Sid was worried that an emphasis on multiplay would result in a poor AI. While this was a reasonable position to take, it might have had more to do with the fact that at this time Sid still wasn't sold on multiplayer games (he hadn't yet fallen in love with Warcraft II).
So, Magic took a different path from Arnold's original concept, because whatever Sid wanted at this point in his MicroProse career, he basically got. The computer game added an adventure game shell - which got MicroProse into trouble with Acclaim, who had the adventure game rights to Magic - but this was less than enticing to veteran Magic players. Worse, the game's AI suffered curious lapses, and thus, like most MicroProse products lately, it required a patch.

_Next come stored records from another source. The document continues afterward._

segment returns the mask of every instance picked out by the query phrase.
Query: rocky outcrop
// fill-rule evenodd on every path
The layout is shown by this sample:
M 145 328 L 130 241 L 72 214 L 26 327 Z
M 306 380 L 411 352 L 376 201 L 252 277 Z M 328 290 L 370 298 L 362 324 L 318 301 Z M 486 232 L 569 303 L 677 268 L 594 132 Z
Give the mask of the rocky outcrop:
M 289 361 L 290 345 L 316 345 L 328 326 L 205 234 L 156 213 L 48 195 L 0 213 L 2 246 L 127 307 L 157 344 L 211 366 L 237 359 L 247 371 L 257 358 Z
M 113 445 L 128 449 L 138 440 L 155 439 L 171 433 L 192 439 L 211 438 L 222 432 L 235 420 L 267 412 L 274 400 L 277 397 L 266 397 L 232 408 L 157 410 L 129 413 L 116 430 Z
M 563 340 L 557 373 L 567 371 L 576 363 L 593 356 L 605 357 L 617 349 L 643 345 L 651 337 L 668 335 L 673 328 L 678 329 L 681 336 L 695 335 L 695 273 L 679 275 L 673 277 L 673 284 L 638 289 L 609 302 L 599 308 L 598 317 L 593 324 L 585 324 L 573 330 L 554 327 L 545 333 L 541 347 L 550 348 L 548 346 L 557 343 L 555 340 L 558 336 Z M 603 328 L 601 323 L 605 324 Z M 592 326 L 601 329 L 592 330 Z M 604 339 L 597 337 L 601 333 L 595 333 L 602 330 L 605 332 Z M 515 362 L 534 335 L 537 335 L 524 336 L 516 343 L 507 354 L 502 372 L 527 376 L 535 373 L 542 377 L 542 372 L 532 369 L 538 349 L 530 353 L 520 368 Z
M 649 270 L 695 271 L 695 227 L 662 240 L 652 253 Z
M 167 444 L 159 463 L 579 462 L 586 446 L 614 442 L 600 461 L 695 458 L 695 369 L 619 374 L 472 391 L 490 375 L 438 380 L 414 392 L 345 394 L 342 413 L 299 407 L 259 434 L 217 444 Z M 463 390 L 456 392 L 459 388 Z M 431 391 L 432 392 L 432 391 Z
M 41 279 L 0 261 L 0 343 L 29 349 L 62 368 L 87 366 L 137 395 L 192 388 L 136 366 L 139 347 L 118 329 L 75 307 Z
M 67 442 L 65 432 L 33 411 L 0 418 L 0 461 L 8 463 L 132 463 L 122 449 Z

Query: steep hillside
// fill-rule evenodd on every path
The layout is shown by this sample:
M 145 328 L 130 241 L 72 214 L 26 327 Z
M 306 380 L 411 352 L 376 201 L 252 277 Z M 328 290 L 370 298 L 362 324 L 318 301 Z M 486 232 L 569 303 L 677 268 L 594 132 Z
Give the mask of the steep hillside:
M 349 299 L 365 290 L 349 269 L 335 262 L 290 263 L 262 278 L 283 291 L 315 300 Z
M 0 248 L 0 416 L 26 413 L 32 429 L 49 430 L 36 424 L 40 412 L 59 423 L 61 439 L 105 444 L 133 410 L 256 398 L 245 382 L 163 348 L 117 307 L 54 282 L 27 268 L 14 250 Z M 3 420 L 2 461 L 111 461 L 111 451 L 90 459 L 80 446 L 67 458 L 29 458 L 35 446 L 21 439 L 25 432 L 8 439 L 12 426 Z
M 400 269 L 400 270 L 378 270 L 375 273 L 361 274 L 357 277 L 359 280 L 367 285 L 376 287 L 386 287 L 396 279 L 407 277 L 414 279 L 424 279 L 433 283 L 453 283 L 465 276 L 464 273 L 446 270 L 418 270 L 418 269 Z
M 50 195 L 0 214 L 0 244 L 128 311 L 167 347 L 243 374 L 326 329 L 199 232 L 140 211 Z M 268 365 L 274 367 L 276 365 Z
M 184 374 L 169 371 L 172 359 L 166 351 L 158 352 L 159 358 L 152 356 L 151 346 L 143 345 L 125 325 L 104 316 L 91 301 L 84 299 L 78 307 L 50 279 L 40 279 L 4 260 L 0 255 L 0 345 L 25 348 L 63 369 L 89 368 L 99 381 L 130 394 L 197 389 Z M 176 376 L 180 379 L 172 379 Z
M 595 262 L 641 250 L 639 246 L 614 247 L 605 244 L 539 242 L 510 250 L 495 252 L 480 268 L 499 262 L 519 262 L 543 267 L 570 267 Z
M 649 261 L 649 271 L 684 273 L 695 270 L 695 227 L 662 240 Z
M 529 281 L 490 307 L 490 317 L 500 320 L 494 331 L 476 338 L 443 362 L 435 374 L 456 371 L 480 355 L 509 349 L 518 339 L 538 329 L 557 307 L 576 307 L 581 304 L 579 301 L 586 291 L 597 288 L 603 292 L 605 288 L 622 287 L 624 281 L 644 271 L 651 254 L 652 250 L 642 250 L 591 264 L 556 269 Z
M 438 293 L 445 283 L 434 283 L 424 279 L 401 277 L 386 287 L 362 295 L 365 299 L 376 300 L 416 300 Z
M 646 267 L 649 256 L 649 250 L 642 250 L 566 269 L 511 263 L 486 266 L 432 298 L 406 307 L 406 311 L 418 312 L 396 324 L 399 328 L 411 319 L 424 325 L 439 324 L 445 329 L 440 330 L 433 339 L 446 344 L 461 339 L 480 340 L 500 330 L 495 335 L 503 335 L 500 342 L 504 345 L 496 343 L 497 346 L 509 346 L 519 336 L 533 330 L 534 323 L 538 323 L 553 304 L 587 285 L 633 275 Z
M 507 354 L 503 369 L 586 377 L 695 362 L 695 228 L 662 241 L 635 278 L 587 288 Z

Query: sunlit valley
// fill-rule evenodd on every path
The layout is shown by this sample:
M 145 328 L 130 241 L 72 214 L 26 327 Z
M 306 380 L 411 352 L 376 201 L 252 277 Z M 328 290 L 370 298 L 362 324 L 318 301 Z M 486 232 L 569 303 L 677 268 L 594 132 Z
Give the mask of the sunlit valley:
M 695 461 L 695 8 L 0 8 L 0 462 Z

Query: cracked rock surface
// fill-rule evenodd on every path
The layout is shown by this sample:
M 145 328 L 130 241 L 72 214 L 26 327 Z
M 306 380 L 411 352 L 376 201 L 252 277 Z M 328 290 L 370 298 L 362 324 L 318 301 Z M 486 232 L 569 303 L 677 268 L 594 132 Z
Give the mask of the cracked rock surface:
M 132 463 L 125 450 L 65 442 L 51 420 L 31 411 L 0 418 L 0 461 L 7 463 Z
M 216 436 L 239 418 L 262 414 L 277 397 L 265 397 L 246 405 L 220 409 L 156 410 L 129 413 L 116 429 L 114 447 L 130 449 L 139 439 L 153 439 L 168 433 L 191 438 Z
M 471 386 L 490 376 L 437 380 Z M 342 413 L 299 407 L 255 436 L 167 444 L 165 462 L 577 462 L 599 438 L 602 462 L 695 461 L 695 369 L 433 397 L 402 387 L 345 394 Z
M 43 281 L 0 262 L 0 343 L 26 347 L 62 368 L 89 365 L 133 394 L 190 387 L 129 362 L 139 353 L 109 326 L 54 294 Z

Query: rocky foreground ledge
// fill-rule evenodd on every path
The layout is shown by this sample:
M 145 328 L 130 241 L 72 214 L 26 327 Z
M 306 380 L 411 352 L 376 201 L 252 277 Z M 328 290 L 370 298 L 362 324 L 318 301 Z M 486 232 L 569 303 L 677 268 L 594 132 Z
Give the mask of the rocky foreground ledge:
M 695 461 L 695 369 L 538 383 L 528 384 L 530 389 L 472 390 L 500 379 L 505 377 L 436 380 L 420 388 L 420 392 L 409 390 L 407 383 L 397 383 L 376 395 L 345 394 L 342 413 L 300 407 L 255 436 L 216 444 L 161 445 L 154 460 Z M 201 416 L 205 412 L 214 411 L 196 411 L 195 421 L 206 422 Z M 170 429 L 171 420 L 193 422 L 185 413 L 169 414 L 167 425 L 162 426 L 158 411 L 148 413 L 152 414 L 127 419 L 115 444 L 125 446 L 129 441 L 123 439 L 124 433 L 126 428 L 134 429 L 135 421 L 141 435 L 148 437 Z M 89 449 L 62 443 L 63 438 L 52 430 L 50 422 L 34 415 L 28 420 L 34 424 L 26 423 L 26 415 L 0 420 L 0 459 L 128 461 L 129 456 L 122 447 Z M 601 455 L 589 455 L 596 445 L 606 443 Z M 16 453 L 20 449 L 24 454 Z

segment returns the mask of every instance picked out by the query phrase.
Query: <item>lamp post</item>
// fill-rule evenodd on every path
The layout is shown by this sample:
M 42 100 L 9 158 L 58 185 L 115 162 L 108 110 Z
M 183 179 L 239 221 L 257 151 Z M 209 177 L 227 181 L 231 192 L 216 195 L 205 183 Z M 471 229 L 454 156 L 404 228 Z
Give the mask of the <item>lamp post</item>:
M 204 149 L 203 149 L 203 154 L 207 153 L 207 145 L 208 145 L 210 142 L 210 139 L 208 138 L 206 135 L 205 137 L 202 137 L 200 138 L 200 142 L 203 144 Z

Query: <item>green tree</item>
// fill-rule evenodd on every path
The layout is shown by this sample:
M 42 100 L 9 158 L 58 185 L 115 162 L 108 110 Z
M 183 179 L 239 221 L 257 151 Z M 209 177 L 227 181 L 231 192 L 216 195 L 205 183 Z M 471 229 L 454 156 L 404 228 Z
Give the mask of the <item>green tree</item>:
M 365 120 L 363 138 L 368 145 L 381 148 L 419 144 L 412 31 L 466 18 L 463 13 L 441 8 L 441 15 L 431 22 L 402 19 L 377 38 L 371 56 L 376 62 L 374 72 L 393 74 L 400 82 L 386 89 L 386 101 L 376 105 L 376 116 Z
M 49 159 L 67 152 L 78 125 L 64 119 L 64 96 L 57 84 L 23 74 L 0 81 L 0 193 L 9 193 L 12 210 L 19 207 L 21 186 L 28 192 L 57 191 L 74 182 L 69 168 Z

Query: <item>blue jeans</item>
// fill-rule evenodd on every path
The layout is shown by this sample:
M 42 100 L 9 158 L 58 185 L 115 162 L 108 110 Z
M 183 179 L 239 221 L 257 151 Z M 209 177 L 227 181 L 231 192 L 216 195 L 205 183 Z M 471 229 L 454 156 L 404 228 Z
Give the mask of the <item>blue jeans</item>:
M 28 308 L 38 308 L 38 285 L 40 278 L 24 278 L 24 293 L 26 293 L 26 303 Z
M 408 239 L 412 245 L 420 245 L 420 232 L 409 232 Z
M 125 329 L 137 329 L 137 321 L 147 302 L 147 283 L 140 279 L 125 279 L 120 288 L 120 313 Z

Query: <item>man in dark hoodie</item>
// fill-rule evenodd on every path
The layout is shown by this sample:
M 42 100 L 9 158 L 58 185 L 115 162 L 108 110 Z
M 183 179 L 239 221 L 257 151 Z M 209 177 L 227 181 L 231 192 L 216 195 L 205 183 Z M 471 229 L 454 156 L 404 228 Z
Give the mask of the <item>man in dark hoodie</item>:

The final indignity is that there was no multiplayer option in Magic - the quintessential multiplayer collectible card game - until Manalink came out a year after the game's initial release. To this day, Gilman Louie (head of MicroProse) insists that Sid Meier saved this product - and it is a decent game, although it is a bit strange that Sid's career at MicroProse would end with such a dull thud rather than going out with, say, Civilization II.
You have to believe that if Sid got a second crack at Magic, he would design it as multiplayer from the ground up (for proof, look at the elegant multiplay in 1997's Gettysburg) and would also add the AI for which Sid's games are rightly famous.